Renforcer la protection de l'environnement dans cette région afin « de maintenir la stabilité, l'unité ethnique et la construction d'une société aisée » est un défi de taille, précise le communiqué.

Le programme concerne la région autonome du Tibet et la province du Qinghai, ainsi que certaines zones de la région autonome ouïgoure du Xinjiang, et des provinces du Sichuan, du Yunnan et du Gansu.

Le programme a défini une feuille de route en trois phases : avant 2015, la dégradation et la pollution de l'écosystème devraient être stoppées avec efficacité; en 2020, la région devrait sans réserve adopter un modèle de développement équilibré, qui se concentre sur la croissance économique et la protection des écosystèmes, avec une amélioration globale de la qualité de l'environnement; en 2030, la restauration d'écosystèmes sains devrait être en place.

Selon les écologistes, le plateau Qinghai-Tibet, autrefois intact, souffre déjà de la désertification liée aux activités intensives de l'homme, comme l'exploitation minière et le surpâturage. La dégradation écologique est encore aggravée par le réchauffement climatique.

Selon Tsering Norbu, un ranger de la Réserve Naturelle Nationale Qomolangma au Tibet, certaines forêts primitives de la région ont été détruites par la population locale afin de créer des logements.
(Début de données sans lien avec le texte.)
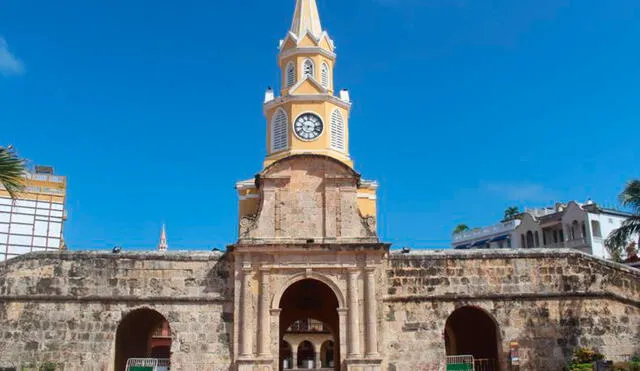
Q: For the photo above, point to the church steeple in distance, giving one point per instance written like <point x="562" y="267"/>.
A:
<point x="163" y="245"/>
<point x="307" y="117"/>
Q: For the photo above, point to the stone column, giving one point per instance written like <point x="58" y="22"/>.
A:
<point x="246" y="346"/>
<point x="263" y="341"/>
<point x="294" y="356"/>
<point x="371" y="312"/>
<point x="354" y="327"/>
<point x="342" y="319"/>
<point x="318" y="361"/>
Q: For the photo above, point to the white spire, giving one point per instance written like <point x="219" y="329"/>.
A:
<point x="306" y="17"/>
<point x="163" y="246"/>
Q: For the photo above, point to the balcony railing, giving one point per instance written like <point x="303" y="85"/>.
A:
<point x="487" y="231"/>
<point x="45" y="178"/>
<point x="308" y="325"/>
<point x="579" y="244"/>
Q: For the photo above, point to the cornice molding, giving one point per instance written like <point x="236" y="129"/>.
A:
<point x="305" y="50"/>
<point x="307" y="98"/>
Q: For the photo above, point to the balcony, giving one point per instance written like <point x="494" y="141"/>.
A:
<point x="578" y="244"/>
<point x="497" y="229"/>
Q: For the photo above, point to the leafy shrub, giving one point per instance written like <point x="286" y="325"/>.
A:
<point x="583" y="359"/>
<point x="48" y="366"/>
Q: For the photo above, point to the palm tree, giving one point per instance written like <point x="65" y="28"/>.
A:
<point x="12" y="170"/>
<point x="461" y="228"/>
<point x="511" y="213"/>
<point x="620" y="238"/>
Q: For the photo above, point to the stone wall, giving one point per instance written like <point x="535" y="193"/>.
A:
<point x="66" y="307"/>
<point x="550" y="301"/>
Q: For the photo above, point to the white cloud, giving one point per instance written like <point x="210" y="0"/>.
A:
<point x="522" y="192"/>
<point x="9" y="64"/>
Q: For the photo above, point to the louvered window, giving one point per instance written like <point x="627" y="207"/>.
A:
<point x="291" y="75"/>
<point x="308" y="68"/>
<point x="325" y="75"/>
<point x="337" y="131"/>
<point x="279" y="135"/>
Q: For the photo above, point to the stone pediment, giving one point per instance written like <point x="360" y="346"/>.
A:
<point x="308" y="198"/>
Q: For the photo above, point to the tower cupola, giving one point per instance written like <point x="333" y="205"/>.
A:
<point x="307" y="117"/>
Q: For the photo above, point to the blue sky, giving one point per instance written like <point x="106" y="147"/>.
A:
<point x="461" y="108"/>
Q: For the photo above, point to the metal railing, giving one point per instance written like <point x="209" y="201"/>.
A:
<point x="484" y="365"/>
<point x="153" y="364"/>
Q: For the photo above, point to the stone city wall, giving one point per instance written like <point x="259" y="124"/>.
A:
<point x="66" y="307"/>
<point x="549" y="301"/>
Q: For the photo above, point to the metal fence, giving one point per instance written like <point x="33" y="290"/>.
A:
<point x="485" y="365"/>
<point x="460" y="363"/>
<point x="147" y="364"/>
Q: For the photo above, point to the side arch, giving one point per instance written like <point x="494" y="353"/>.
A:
<point x="472" y="330"/>
<point x="275" y="301"/>
<point x="135" y="336"/>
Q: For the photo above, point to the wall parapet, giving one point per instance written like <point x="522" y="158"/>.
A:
<point x="535" y="274"/>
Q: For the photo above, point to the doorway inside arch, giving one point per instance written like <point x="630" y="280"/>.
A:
<point x="309" y="324"/>
<point x="143" y="333"/>
<point x="472" y="332"/>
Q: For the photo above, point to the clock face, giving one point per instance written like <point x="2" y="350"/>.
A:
<point x="308" y="126"/>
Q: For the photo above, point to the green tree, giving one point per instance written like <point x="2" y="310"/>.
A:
<point x="511" y="213"/>
<point x="619" y="239"/>
<point x="461" y="228"/>
<point x="12" y="169"/>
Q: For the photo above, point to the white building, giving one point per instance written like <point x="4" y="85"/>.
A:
<point x="34" y="221"/>
<point x="584" y="227"/>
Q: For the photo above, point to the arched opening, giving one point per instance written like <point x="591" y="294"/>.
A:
<point x="306" y="355"/>
<point x="308" y="68"/>
<point x="327" y="352"/>
<point x="596" y="229"/>
<point x="143" y="333"/>
<point x="530" y="240"/>
<point x="286" y="355"/>
<point x="574" y="230"/>
<point x="309" y="310"/>
<point x="472" y="332"/>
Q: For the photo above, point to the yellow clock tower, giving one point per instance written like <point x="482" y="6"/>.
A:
<point x="307" y="118"/>
<point x="308" y="189"/>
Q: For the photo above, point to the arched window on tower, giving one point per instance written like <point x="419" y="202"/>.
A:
<point x="291" y="74"/>
<point x="308" y="68"/>
<point x="325" y="75"/>
<point x="279" y="132"/>
<point x="337" y="131"/>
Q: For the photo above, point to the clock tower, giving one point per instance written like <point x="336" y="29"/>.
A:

« Avec l'exploitation forestière, en hiver, les tempêtes de sable sont de plus en plus fréquentes dans ma ville natale de Dingri », a-t-il ajouté. « En haute altitude, il est plus difficile de restaurer un écosystème une fois qu'il a été détruit. »

Le programme a également listé 10 zones de protection prioritaires, comme la montagne Qilian et les sources des trois grands fleuves - le fleuve Yangtze, le fleuve Jaune et le fleuve Lancang.

Dans la préfecture autonome tibétaine de Yushu, où les trois grands fleuves trouvent leur source, selon Wen Guodong, le secrétaire adjoint du Parti de la préfecture, plus de la moitié des prairies sont endommagées, et plus de 46 % de la terre souffre de pertes en sol et en eau.

En raison du réchauffement climatique, une menace à long terme de sécheresse pèse sur la région estime M. Wen.

« D'année en année, vous pouvez voir les glaciers fondre à l'œil nu et le niveau des lacs baisser », a-t-il ajouté. « Nous sommes sérieusement inquiets, mais nous savons pas vraiment quelle action nous devrions mettre en place. »

Les cueilleurs de Yarsagumba, un champignon rare ressemblant à un insecte et utilisé dans la médecine chinoise traditionnelle, posent une sérieuse menace pour l'écosystème local, a également précisé M. Wen.

Il s'inquiète en outre du nombre trop important de personnes qui, suite au séisme dévastateur de 2010, se regroupent et s'installent dans plusieurs villes, ce qui nécessitent plus de ressources que la région ne peut en offrir, et qui conduirait un environnement déjà fragile à devenir exsangue.

Selon Lu Zhi, professeur de biologie de la conservation à l'Université de Pékin, il est primordial de permettre aux habitants de participer aux programmes de protection et de leur fournir des moyens de subsistance durables afin qu'ils ne dépendent plus des ressources naturelles.

Lancement d'une étude

Pour sa part, l'organisme de surveillance environnementale a lancé une étude à l'échelle nationale sur les sociétés cotées en bourse qui rejettent des métaux lourds polluants. En tout, les installations de traitement de la pollution de 80 sociétés cotées à Shanghai et à Shenzhen feront l'objet de contrôles.

Selon le communiqué publié sur le site internet du ministère, ces entreprises participent à l'extraction et la fonte de métaux lourds, tels que le bronze, le plomb et le zinc, et de terres rares, ainsi qu'à la fabrication de piles plomb-acide.